Please upload '6 class csv.csv' or 'Stars.csv'


In [None]:

filename = list(uploaded.keys())[0]
df = pd.read_csv(filename)

print("Shape:", df.shape)
print("\nColumns:")
print(df.columns.tolist())
df.head()

In [None]:
#  DATA CLEANING

df.columns = df.columns.str.strip()

type_mapping = {
    'Brown Dwarf': 0, 'Red Dwarf': 1, 'White Dwarf': 2,
    'Main Sequence': 3, 'Supergiant': 4, 'Hypergiant': 5
}
# Map 'Star category' (string labels) to numerical 'Type'
if 'Star category' in df.columns:
    df['Type'] = df['Star category'].map(type_mapping)

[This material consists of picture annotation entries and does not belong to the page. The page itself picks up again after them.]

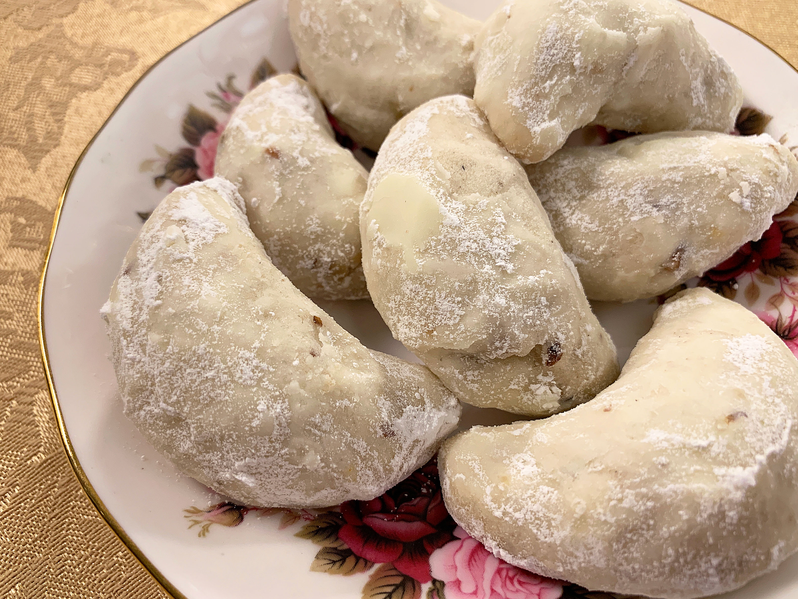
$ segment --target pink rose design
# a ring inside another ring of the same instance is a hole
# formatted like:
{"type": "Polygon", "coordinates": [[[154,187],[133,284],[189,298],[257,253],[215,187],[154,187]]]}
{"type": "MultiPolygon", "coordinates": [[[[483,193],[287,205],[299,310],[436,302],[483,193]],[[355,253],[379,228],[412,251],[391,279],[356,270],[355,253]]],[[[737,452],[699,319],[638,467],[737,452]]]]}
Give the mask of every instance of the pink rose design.
{"type": "Polygon", "coordinates": [[[759,319],[770,327],[789,347],[792,355],[798,358],[798,319],[796,319],[796,310],[792,310],[790,319],[785,319],[781,314],[778,317],[769,312],[754,312],[759,319]]]}
{"type": "Polygon", "coordinates": [[[194,161],[197,163],[197,177],[200,180],[211,179],[213,177],[213,165],[216,161],[216,149],[219,148],[219,138],[227,123],[219,123],[216,129],[207,131],[200,140],[200,145],[194,150],[194,161]]]}
{"type": "Polygon", "coordinates": [[[445,583],[446,599],[558,599],[563,585],[499,559],[460,526],[452,541],[429,556],[433,577],[445,583]]]}

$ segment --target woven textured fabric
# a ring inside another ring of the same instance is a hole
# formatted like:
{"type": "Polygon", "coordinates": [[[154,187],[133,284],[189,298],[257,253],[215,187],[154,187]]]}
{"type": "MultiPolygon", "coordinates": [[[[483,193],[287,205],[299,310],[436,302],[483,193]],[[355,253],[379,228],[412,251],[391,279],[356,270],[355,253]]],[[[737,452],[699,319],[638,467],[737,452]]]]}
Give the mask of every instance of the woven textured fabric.
{"type": "MultiPolygon", "coordinates": [[[[244,0],[0,0],[0,599],[166,597],[64,453],[36,291],[73,165],[136,80],[244,0]]],[[[798,65],[795,0],[693,0],[798,65]]]]}

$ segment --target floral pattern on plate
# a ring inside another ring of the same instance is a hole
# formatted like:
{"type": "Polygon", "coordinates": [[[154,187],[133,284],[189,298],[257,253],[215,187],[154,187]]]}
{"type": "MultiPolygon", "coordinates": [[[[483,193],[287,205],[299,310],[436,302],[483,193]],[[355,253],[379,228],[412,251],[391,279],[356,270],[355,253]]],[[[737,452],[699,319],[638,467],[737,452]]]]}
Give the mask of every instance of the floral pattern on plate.
{"type": "Polygon", "coordinates": [[[363,599],[419,599],[424,593],[425,599],[559,599],[565,591],[585,592],[516,568],[469,537],[444,505],[437,458],[368,502],[298,511],[225,502],[184,511],[200,537],[213,524],[239,526],[249,512],[280,515],[280,529],[302,524],[294,536],[319,545],[310,570],[368,574],[363,599]]]}
{"type": "MultiPolygon", "coordinates": [[[[251,74],[249,88],[276,73],[263,58],[251,74]]],[[[172,188],[213,176],[219,139],[244,92],[229,74],[217,89],[206,92],[218,117],[189,105],[181,123],[188,144],[170,152],[156,145],[158,158],[144,161],[140,171],[156,173],[155,186],[172,188]]],[[[756,109],[745,108],[735,133],[755,135],[770,121],[756,109]]],[[[330,124],[338,142],[358,149],[330,124]]],[[[632,135],[602,127],[587,128],[585,141],[612,143],[632,135]]],[[[780,140],[787,143],[785,138],[780,140]]],[[[796,148],[791,148],[795,152],[796,148]]],[[[148,212],[139,212],[146,220],[148,212]]],[[[700,278],[657,299],[662,303],[687,287],[701,285],[753,311],[798,357],[798,199],[773,218],[757,241],[743,245],[700,278]],[[742,290],[742,292],[739,292],[742,290]]],[[[339,576],[368,575],[363,599],[612,599],[614,593],[589,591],[575,585],[543,578],[495,557],[456,525],[444,505],[437,458],[371,501],[350,501],[326,510],[291,510],[239,506],[223,502],[207,509],[184,510],[198,535],[213,525],[233,527],[251,513],[279,517],[278,528],[298,530],[294,536],[319,546],[310,565],[314,572],[339,576]]]]}

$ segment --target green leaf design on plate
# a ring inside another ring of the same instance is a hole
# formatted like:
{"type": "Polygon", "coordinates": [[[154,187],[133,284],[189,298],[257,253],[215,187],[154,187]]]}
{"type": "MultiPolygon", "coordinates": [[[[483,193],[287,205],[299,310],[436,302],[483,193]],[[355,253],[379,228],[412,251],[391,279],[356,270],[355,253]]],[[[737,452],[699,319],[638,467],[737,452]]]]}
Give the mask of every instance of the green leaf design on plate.
{"type": "Polygon", "coordinates": [[[772,120],[772,117],[761,110],[744,108],[737,114],[737,122],[735,126],[741,135],[759,135],[764,133],[764,128],[772,120]]]}
{"type": "Polygon", "coordinates": [[[216,129],[216,119],[200,110],[193,104],[188,105],[186,115],[183,117],[183,125],[180,133],[183,139],[192,145],[200,145],[202,137],[208,131],[216,129]]]}
{"type": "Polygon", "coordinates": [[[446,586],[445,582],[433,578],[432,584],[427,589],[427,599],[446,599],[446,595],[444,594],[444,586],[446,586]]]}
{"type": "Polygon", "coordinates": [[[349,547],[322,547],[310,564],[310,571],[352,576],[368,572],[373,565],[373,561],[358,557],[349,547]]]}
{"type": "Polygon", "coordinates": [[[343,548],[346,545],[338,539],[338,530],[343,525],[344,517],[339,512],[324,512],[302,526],[294,536],[306,538],[323,547],[343,548]]]}
{"type": "Polygon", "coordinates": [[[363,587],[363,599],[420,599],[421,585],[393,564],[381,564],[363,587]]]}
{"type": "Polygon", "coordinates": [[[269,62],[269,59],[261,58],[260,62],[258,63],[258,66],[252,71],[252,77],[250,77],[250,89],[276,74],[277,69],[269,62]]]}

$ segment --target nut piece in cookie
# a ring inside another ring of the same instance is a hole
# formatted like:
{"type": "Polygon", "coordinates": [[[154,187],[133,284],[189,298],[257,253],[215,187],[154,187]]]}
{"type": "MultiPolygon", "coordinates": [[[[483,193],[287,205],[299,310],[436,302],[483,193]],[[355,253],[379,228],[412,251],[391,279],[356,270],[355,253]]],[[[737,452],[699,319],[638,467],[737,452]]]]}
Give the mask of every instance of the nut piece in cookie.
{"type": "Polygon", "coordinates": [[[668,0],[505,2],[476,42],[474,100],[527,164],[591,122],[653,133],[729,133],[743,93],[668,0]]]}

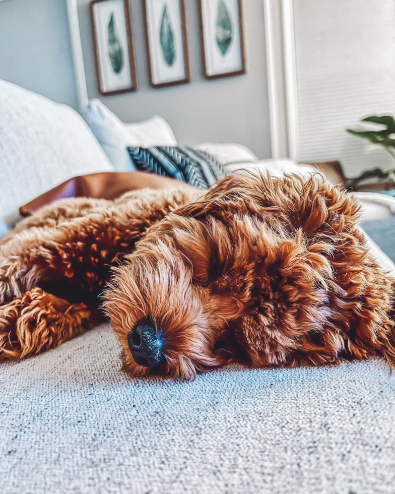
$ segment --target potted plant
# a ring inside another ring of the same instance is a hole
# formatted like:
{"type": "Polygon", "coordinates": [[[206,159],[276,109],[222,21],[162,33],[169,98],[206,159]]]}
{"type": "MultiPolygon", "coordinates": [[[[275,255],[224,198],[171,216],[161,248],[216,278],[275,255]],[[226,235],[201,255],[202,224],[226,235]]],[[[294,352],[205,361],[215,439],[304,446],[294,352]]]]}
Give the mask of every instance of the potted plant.
{"type": "MultiPolygon", "coordinates": [[[[353,136],[367,139],[373,144],[381,146],[395,159],[395,120],[393,117],[389,115],[368,116],[361,121],[378,124],[382,127],[377,130],[354,130],[352,129],[347,129],[347,132],[353,136]]],[[[386,179],[395,184],[395,169],[384,170],[380,168],[374,168],[366,170],[356,178],[353,179],[350,182],[349,187],[353,187],[363,180],[373,178],[386,179]]]]}

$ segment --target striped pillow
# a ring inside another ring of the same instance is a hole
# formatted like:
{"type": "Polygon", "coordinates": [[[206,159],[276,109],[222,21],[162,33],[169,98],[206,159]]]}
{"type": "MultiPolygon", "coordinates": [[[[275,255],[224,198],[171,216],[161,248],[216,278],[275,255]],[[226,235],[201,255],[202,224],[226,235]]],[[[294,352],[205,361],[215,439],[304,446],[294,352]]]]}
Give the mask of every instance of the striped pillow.
{"type": "Polygon", "coordinates": [[[172,177],[198,189],[208,189],[225,176],[223,167],[211,155],[187,146],[128,147],[138,170],[172,177]]]}

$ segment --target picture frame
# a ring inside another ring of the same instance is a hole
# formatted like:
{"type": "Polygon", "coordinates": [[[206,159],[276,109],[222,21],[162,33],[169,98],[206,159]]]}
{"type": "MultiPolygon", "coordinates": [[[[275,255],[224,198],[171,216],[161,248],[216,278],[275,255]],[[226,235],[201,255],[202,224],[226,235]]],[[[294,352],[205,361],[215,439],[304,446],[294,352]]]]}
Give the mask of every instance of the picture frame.
{"type": "Polygon", "coordinates": [[[145,0],[144,5],[151,85],[190,82],[185,0],[145,0]]]}
{"type": "Polygon", "coordinates": [[[206,78],[246,74],[243,0],[201,0],[200,5],[206,78]]]}
{"type": "Polygon", "coordinates": [[[129,0],[90,3],[96,72],[101,94],[139,89],[129,0]]]}

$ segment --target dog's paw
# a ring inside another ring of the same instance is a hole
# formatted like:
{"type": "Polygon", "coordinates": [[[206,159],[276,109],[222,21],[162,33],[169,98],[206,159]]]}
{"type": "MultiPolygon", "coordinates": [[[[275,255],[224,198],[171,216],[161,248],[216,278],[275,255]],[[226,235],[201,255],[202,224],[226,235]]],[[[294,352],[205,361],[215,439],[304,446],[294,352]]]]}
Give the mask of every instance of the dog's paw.
{"type": "Polygon", "coordinates": [[[83,333],[91,311],[33,288],[0,306],[0,362],[41,353],[83,333]]]}

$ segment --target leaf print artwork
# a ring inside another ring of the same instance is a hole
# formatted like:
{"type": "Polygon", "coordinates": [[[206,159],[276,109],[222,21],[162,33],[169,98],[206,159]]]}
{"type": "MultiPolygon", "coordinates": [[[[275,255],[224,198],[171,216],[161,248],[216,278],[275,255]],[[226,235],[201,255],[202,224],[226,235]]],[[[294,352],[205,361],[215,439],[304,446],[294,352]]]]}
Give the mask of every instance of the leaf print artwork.
{"type": "Polygon", "coordinates": [[[224,0],[220,0],[218,3],[216,40],[222,56],[225,56],[233,40],[233,27],[224,0]]]}
{"type": "Polygon", "coordinates": [[[167,11],[167,4],[165,4],[162,15],[160,39],[165,62],[168,67],[171,67],[175,61],[177,53],[174,42],[174,33],[167,11]]]}
{"type": "Polygon", "coordinates": [[[124,66],[123,50],[122,49],[115,25],[114,12],[111,13],[108,23],[108,56],[112,70],[115,74],[120,74],[124,66]]]}

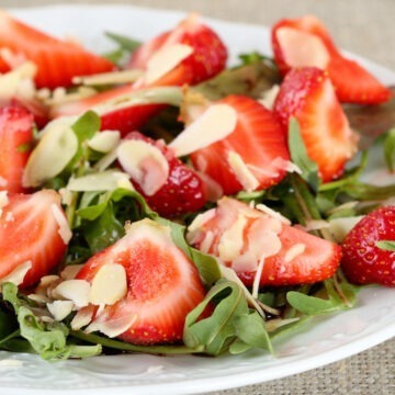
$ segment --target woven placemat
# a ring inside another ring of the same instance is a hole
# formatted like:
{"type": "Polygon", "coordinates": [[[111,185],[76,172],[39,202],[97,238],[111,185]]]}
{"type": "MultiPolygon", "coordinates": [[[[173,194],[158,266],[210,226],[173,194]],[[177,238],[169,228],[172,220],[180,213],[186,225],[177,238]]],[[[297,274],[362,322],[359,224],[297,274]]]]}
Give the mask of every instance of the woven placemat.
{"type": "MultiPolygon", "coordinates": [[[[80,0],[0,0],[0,7],[34,7],[80,0]]],[[[315,14],[325,21],[336,43],[395,70],[395,0],[86,0],[199,11],[224,20],[271,25],[280,18],[315,14]]],[[[395,308],[395,293],[394,293],[395,308]]],[[[395,334],[394,334],[395,336],[395,334]]],[[[221,391],[212,395],[394,395],[395,339],[358,356],[294,376],[221,391]]]]}

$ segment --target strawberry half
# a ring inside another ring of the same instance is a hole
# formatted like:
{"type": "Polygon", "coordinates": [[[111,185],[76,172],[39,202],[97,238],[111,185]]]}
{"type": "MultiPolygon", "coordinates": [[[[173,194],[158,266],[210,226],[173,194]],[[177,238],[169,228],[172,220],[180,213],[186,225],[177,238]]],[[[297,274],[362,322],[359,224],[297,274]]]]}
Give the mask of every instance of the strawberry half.
{"type": "Polygon", "coordinates": [[[285,129],[291,116],[298,121],[307,154],[324,182],[342,174],[357,150],[357,137],[327,72],[315,67],[291,70],[275,99],[274,114],[285,129]]]}
{"type": "Polygon", "coordinates": [[[25,109],[0,108],[0,191],[24,191],[22,174],[32,149],[33,126],[33,115],[25,109]]]}
{"type": "Polygon", "coordinates": [[[260,286],[323,281],[336,272],[341,257],[338,245],[229,198],[198,216],[187,237],[232,267],[246,285],[257,275],[260,286]]]}
{"type": "Polygon", "coordinates": [[[341,102],[379,104],[391,91],[357,61],[342,56],[328,31],[315,16],[281,20],[272,29],[272,47],[280,71],[318,67],[329,72],[341,102]]]}
{"type": "MultiPolygon", "coordinates": [[[[36,64],[38,88],[68,87],[72,77],[105,72],[114,65],[77,44],[52,37],[0,11],[0,47],[21,54],[36,64]]],[[[0,71],[9,66],[0,59],[0,71]]]]}
{"type": "Polygon", "coordinates": [[[350,282],[395,286],[395,252],[376,246],[382,240],[395,241],[395,206],[368,214],[346,236],[341,268],[350,282]]]}
{"type": "Polygon", "coordinates": [[[219,142],[192,153],[194,167],[219,183],[225,194],[279,183],[290,156],[285,133],[272,112],[242,95],[229,95],[218,103],[235,110],[236,127],[219,142]]]}
{"type": "Polygon", "coordinates": [[[92,282],[108,263],[126,271],[126,296],[105,306],[95,323],[133,324],[119,337],[135,345],[169,343],[182,339],[187,314],[205,295],[193,262],[171,240],[170,229],[149,219],[134,223],[126,236],[89,259],[77,279],[92,282]]]}
{"type": "MultiPolygon", "coordinates": [[[[145,176],[137,179],[131,174],[134,187],[154,211],[165,217],[174,217],[189,212],[193,213],[204,205],[206,200],[203,182],[192,169],[174,156],[163,142],[155,142],[138,132],[129,133],[126,136],[127,140],[145,143],[137,148],[140,151],[155,148],[156,153],[149,153],[137,163],[145,176]],[[165,163],[166,173],[158,169],[160,159],[167,162],[165,163]]],[[[120,162],[121,166],[125,166],[122,159],[120,162]]],[[[127,172],[127,166],[125,170],[127,172]]]]}
{"type": "Polygon", "coordinates": [[[27,263],[21,286],[35,284],[61,260],[69,233],[55,191],[5,196],[0,216],[0,279],[27,263]]]}

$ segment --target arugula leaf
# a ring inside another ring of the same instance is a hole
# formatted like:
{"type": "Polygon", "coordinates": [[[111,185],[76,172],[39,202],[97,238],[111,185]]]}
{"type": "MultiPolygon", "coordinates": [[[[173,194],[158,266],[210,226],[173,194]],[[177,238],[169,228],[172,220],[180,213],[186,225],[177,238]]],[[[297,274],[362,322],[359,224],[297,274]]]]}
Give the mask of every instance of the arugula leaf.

# Drop original 'Star type' (if it exists) and 'Star category' columns as 'Type' now holds the classification
if 'Star type' in df.columns:
    df = df.drop('Star type', axis=1)
if 'Star category' in df.columns:
    df = df.drop('Star category', axis=1)

# Encode other categorical columns
le = LabelEncoder()
if 'Star color' in df.columns:
    df['Star color'] = le.fit_transform(df['Star color'].astype(str))
if 'Spectral Class' in df.columns:
    df['Spectral Class'] = le.fit_transform(df['Spectral Class'].astype(str))

# Drop duplicates
df.drop_duplicates(inplace=True)

df.head()

In [None]:
### Insight 1: Distribution of Star Types
plt.figure(figsize=(8,5))
sns.countplot(x='Type', data=df, palette='viridis')
plt.title('Distribution of Star Types')
plt.xlabel('Star Type (0=Brown Dwarf → 5=Hypergiant)')
plt.show()

print("Observation: Perfectly balanced dataset — exactly 40 stars per class. No bias issues.")

In [None]:
### Insight 2: Correlation Heatmap
numeric_df = df.select_dtypes(include=[np.number])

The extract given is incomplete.